Basic theorems of measurable functions

• Let ${\displaystyle (X,{\mathcal {M}})}$ and ${\displaystyle (Y,{\mathcal {N}})}$ be measure spaces. Suppose that ${\displaystyle {\mathcal {N}}}$ is generated by a set ${\displaystyle {\mathcal {E}}}$. A map ${\displaystyle f:X\to Y}$ is ${\displaystyle ({\mathcal {M}},{\mathcal {N}})}$-measurable if ${\displaystyle f^{-1}(E)\in {\mathcal {M}}}$ for all ${\displaystyle E\in {\mathcal {E}}.}$
• Let ${\displaystyle (X,{\mathcal {M}})}$, ${\displaystyle (Y,{\mathcal {N}})}$, and ${\displaystyle (Z,{\mathcal {P}})}$ be measure spaces. If a map ${\displaystyle f:X\to Y}$ is ${\displaystyle ({\mathcal {M}},{\mathcal {N}})}$-measurable and ${\displaystyle g:Y\to Z}$ is ${\displaystyle (N,{\mathcal {P}})}$-measurable, then ${\displaystyle g\circ f:X\to Z}$ is ${\displaystyle ({\mathcal {M}},{\mathcal {P}})}$-measurable. In particular, if ${\displaystyle g:\mathbb {R} \to \mathbb {R} }$ is Borel measurable and ${\displaystyle f:\mathbb {R} \to \mathbb {R} }$ is Lebesgue measurable, then ${\displaystyle g\circ f}$ is Lebesgue measurable.
• Let ${\displaystyle (X,{\mathcal {M}})}$, ${\displaystyle (Y,{\mathcal {N}}_{1})}$, ${\displaystyle (Y,{\mathcal {N}}_{2})}$, and ${\displaystyle (Z,{\mathcal {P}})}$ be measure spaces.
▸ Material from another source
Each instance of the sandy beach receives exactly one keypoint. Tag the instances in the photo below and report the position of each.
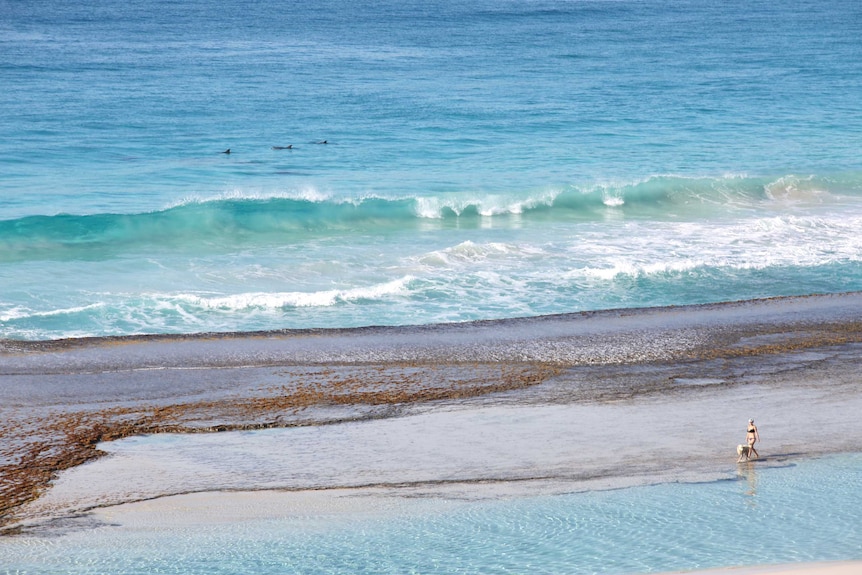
(334, 420)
If a map ${\displaystyle f:X\to Y}$ is ${\displaystyle ({\mathcal {M}},{\mathcal {N}}_{1})}$-measurable and ${\displaystyle g:Y\to Z}$ is ${\displaystyle ({\mathcal {N}}_{2},{\mathcal {P}})}$-measurable, then ${\displaystyle g\circ f:X\to Z}$ is ${\displaystyle ({\mathcal {M}},{\mathcal {P}})}$-measurable when ${\displaystyle {\mathcal {N}}_{2}\subseteq {\mathcal {N}}_{1}.}$

Properties of borel measurable functions

• If ${\displaystyle (X,{\mathcal {M}})}$ is a measure space and ${\displaystyle f_{1},f_{2},...:X\to {\bar {\mathbb {R} }}}$ measurable, then the following functions are measurable ^[1]  :
  • ${\displaystyle f_{1}+f_{2}}$
  • ${\displaystyle f_{1}\cdot f_{2}}$ where we define ${\displaystyle 0\cdot \pm \infty =0}$
  • ${\displaystyle f_{1}\vee f_{2}}$ where ${\displaystyle f_{1}\vee f_{2}(x)=\max\{f_{1}(x),f_{2}(x)\}}$
  • ${\displaystyle f_{1}\wedge f_{2}}$ where ${\displaystyle f_{1}\wedge f_{2}(x)=\min\{f_{1}(x),f_{2}(x)\}}$
  • ${\displaystyle \sup _{n}f_{n}=\vee _{n=1}^{\infty }f_{n}}$
  • ${\displaystyle \inf _{n}f_{n}=\wedge _{n=1}^{\infty }f_{n}}$
  • ${\displaystyle \limsup _{n}f_{n}}$
  • ${\displaystyle \liminf _{n}f_{n}}$
  • ${\displaystyle \lim _{n\to \infty }f_{n}}$, if the limit exists for all ${\displaystyle x\in X}$
• If ${\displaystyle f:X\to [0,\infty ]}$ measurable, there exists a sequence ${\displaystyle \{f_{n}\}}$ (each ${\displaystyle f_{n}}$ a Simple Function ) satisfying ${\displaystyle f_{n}\nearrow f}$ p.w., i.e. ${\displaystyle f_{n}\leq f_{n+1},f_{n}\to f}$

Non-measurable functions

It is possible to define functions that are not measurable. For example, if ${\displaystyle A}$ represents the Vitali set, then the indicator function ${\displaystyle \mathbb {1} _{A}}$ is not Borel-measurable. This follows directly from the fact that ${\displaystyle \mathbb {1} _{A}^{-1}(\{1\})=A}$, which is a non-measurable set, despite the fact that ${\displaystyle \{1\}}$ is closed in ${\displaystyle \mathbb {R} }$ (and hence ${\displaystyle \{1\}\in {\mathcal {B}}_{\mathbb {R} }}$).